Theory of Density-Time Metric (Intrinsic-Metric Time Dilation): A Thermodynamic Extension of General Relativity to Resolve Cosmological Tensions

The Standard Model of cosmology (ΛCDM) and particle physics faces escalating observational tensions, including the Hubble disparity, the S₈ tension, and the fundamental nature of the dark sector. This work introduces the Theory of the Density-Time Metric (IMZD), which proposes that the time component of the metric (the Lapse function N) is a dynamic, thermodynamic degree of freedom coupled directly to local energy density.
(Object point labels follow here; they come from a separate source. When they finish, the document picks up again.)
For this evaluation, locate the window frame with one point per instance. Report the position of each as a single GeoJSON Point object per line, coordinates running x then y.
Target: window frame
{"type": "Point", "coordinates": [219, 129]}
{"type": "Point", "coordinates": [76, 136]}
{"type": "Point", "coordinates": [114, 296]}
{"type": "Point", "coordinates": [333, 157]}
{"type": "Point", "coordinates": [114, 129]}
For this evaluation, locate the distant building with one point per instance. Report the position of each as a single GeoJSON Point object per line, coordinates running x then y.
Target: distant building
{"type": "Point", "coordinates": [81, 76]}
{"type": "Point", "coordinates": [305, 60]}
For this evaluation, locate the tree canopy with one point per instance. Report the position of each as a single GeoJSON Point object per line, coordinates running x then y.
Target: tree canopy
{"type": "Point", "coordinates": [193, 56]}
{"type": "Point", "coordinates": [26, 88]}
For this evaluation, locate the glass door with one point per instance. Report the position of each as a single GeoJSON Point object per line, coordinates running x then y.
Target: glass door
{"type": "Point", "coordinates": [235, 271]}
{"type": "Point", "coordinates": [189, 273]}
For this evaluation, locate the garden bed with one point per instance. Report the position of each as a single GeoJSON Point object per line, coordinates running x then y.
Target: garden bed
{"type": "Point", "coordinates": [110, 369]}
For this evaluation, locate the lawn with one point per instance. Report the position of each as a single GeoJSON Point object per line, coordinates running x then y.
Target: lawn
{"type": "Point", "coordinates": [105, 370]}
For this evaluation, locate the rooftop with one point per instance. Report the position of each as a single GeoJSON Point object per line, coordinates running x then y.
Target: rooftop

By abandoning the assumption of a static temporal background, the IMZD framework demonstrates that phenomena currently attributed to Dark Matter and Dark Energy emerge naturally as geometric relaxation processes of the vacuum, strictly regulated by information-theoretic constraints (the Bremermann Limit). Through a comprehensive scalar-tensor field formulation, this work resolves several major paradoxes across cosmic and quantum scales. We demonstrate that galactic rotation curves and the MOND phenomenological limit arise from metric relaxation in cosmic halos, while the Hubble tension is an observational artifact of time dilation in cosmic voids (Nᵥoid ≈ 1. 12). Furthermore, this geometrodynamic approach resolves the Proton Spin Crisis by identifying gluon spin as metric frame-dragging, provides a dynamic derivation of mass-energy equivalence (E = mc²) and inertia from the elastic stiffness of the time-density field, and naturally accounts for the matter-antimatter asymmetry via spontaneous CPT breaking. Finally, the theory offers strict, falsifiable observational signatures for upcoming astronomical missions, including "Dark Damping" of gravitational waves for LISA, as well as specific scale-dependent non-Gaussianities and distance-duality violations for Euclid. The IMZD theory presents a self-contained, mathematically rigorous synthesis of general relativity, quantum mechanics, and information thermodynamics without the need for unobserved dark sector particles.